Per quanto riguarda il giornalismo ambientale, che è quello che qui più mi interessa, il vantaggio di avere accesso ai dati grezzi di sensori ambientali progettati ad-hoc è più che evidente: si è indipendenti da agenzie molto poco open e molto poco real-time, ci si può concentrare su fenomeni specifici non monitorati ufficialmente o su territori scoperti, si possono controllare e verificare i dati ufficiali, ecc. Altrettanto evidenti sono i possibili rischi: la raccolta e l’analisi di dati ambientali richiedono professionalità più da scienziati che da giornalisti, l’interpretazione dei dati per giungere a notizie da rendere pubbliche è un passaggio molto delicato, i tempi di sviluppo di un lavoro giornalistico basato su progettazione e uso di elettronica personalizzata sono prevedibilmente lunghi.
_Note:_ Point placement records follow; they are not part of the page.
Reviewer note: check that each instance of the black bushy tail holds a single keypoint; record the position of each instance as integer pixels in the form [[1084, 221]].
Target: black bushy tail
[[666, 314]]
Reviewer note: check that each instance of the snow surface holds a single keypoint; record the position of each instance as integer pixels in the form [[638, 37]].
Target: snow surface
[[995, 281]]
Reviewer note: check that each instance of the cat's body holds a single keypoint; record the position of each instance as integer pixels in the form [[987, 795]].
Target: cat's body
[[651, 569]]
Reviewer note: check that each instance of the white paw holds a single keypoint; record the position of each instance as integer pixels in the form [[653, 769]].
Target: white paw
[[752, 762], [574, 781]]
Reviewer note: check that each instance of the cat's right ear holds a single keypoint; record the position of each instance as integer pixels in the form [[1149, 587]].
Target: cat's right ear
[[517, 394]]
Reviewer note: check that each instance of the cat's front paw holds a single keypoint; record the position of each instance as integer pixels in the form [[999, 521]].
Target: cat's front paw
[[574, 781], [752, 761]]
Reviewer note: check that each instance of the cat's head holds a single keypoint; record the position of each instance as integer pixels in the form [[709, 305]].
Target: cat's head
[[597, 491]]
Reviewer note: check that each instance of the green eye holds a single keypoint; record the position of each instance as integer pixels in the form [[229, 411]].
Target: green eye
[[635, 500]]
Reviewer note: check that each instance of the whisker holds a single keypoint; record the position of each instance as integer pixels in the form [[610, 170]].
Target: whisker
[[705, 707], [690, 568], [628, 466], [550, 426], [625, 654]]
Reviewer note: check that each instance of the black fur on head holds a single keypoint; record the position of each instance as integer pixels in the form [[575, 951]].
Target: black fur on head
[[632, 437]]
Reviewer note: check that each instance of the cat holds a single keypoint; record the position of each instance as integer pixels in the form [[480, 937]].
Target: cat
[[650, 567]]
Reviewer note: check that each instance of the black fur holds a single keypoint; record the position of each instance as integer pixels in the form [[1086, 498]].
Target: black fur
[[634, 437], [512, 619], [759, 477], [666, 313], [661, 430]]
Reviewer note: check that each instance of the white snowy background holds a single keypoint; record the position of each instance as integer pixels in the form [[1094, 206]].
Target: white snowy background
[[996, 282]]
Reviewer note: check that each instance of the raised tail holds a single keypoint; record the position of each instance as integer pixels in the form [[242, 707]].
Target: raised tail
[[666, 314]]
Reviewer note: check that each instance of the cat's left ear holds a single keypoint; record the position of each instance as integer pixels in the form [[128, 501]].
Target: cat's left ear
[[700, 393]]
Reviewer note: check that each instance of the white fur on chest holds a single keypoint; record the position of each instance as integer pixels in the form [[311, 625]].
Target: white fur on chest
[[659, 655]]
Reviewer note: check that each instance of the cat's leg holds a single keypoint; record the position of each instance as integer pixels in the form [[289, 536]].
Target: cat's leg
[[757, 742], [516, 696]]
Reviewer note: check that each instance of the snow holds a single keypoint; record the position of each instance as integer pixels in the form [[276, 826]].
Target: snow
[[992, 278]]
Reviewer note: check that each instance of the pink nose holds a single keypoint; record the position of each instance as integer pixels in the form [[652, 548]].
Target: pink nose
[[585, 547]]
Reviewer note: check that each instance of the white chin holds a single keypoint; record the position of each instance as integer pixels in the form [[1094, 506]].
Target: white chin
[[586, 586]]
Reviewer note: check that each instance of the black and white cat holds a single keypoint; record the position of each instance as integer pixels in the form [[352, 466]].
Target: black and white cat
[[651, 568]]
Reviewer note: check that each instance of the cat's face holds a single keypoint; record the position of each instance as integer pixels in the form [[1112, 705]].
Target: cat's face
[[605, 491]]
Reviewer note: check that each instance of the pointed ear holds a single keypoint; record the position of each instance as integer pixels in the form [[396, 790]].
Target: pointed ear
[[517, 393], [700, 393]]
Tutto vero, ma nonostante ciò c’è già chi si muove professionalmente, come l’Earth Journalism Network, una comunità internazionale di giornalisti ambientali supportata da Internews. Si tratta sempre di iniziative e progetti a carattere altamente sperimentale, che però nel prossimo futuro tracceranno la strada e definiranno i confini di questo sensor-based journalism. Val la pena seguirli, tenerli d’occhio e, perché no?, provare a contribuire alle loro iniziative.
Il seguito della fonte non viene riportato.